DIY Doorbell face recognition with ZoneMinder

Published in

zmNinja

12 min readApr 7, 2019

Note: Early 2020: I’ve switched to the EZVIZ DB1. I find it to be a better built door bell, and it doesn’t lock up under the same conditions as dbell.

Note: Oct 8, 2019: A public CVE was recently filed here about certain vulnerabilities related to an old version of dbell. As far as I know, this does not affect recent dbell systems like the HDx2 which I have. The vulnerabilties reported by the CVE disclosure don’t apply to this model — as I had done similar tests when I first bought it and repeated it after the CVE was published. Note that I don’t have a smart relay for a door lock. I did the vulnerability tests on the login page. That being said, I don’t trust any small company with security unless they are very specialized. I’ve blocked dbell’s P2P system on my firewall a long time ago and don’t allow any external traffic to hit the bell. I don’t use their push app too)

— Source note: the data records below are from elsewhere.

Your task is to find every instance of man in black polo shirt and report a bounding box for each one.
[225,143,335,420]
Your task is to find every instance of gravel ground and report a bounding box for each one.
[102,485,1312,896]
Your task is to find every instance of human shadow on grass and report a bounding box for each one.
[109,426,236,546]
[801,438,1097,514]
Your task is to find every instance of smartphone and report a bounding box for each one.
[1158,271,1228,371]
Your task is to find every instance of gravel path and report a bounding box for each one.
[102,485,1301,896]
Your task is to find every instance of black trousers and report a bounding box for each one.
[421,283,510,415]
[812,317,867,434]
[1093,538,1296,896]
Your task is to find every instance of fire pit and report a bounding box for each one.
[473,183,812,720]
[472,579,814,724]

Note Sep 2019: The dbell can be affected by overheating if you are always streaming. My bell faces the sun and ZM is constantly streaming from it. During summer (May — Aug), the combination of the sun and streaming overheats the Application Processor (AP) and it shuts down every few days. The bell works (not part of the AP), but not the stream. The problem of course, is I can’t randomly change the bell position. Most bells are hardwired for specific locations at homes.

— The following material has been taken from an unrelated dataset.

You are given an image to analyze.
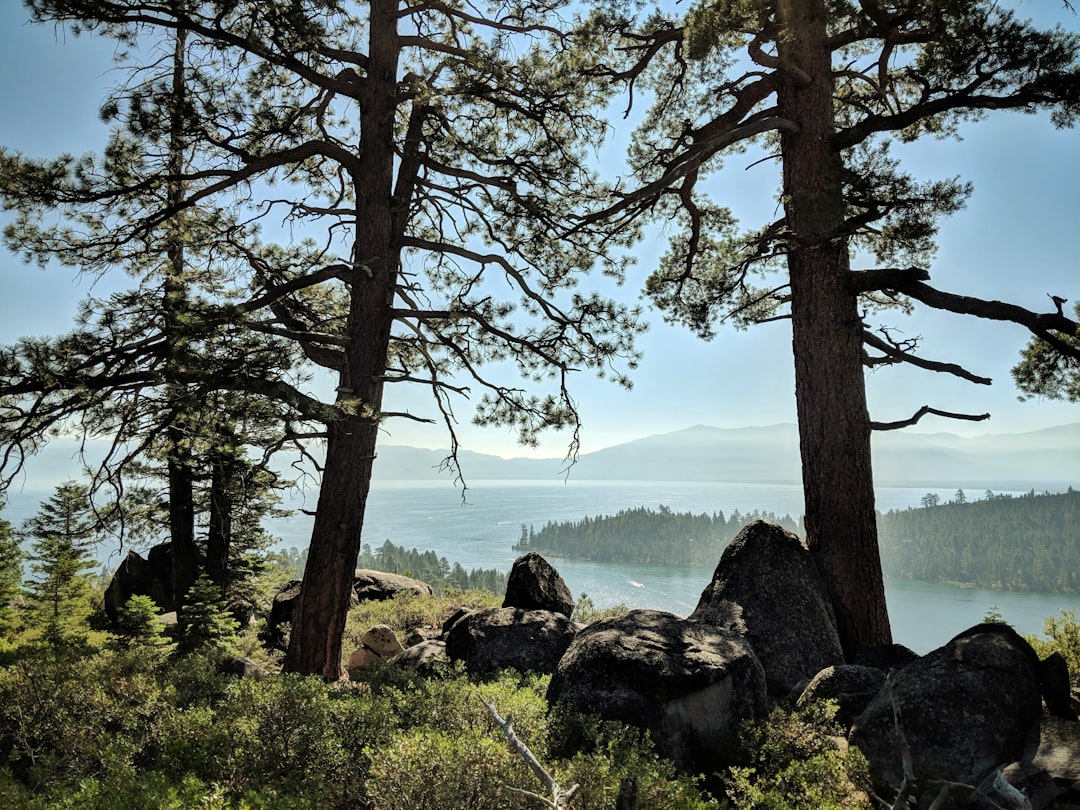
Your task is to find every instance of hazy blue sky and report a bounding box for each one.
[0,0,1080,468]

For those who have been following my work, I developed a machine learning server for ZoneMinder. A lot of users have since installed it and have posted many interesting object detection use-cases. Some time ago, I added Face Recognition to it as well (full chops to Adam Geitgey’s face recognition module to make it so easy to use) but had a predicament — all my (8+) cameras in my house are overhead cameras and Adam’s library (actually Dlib’s face recognition library that Adam uses) doesn’t quite work with overhead faces (face landmarks are not found).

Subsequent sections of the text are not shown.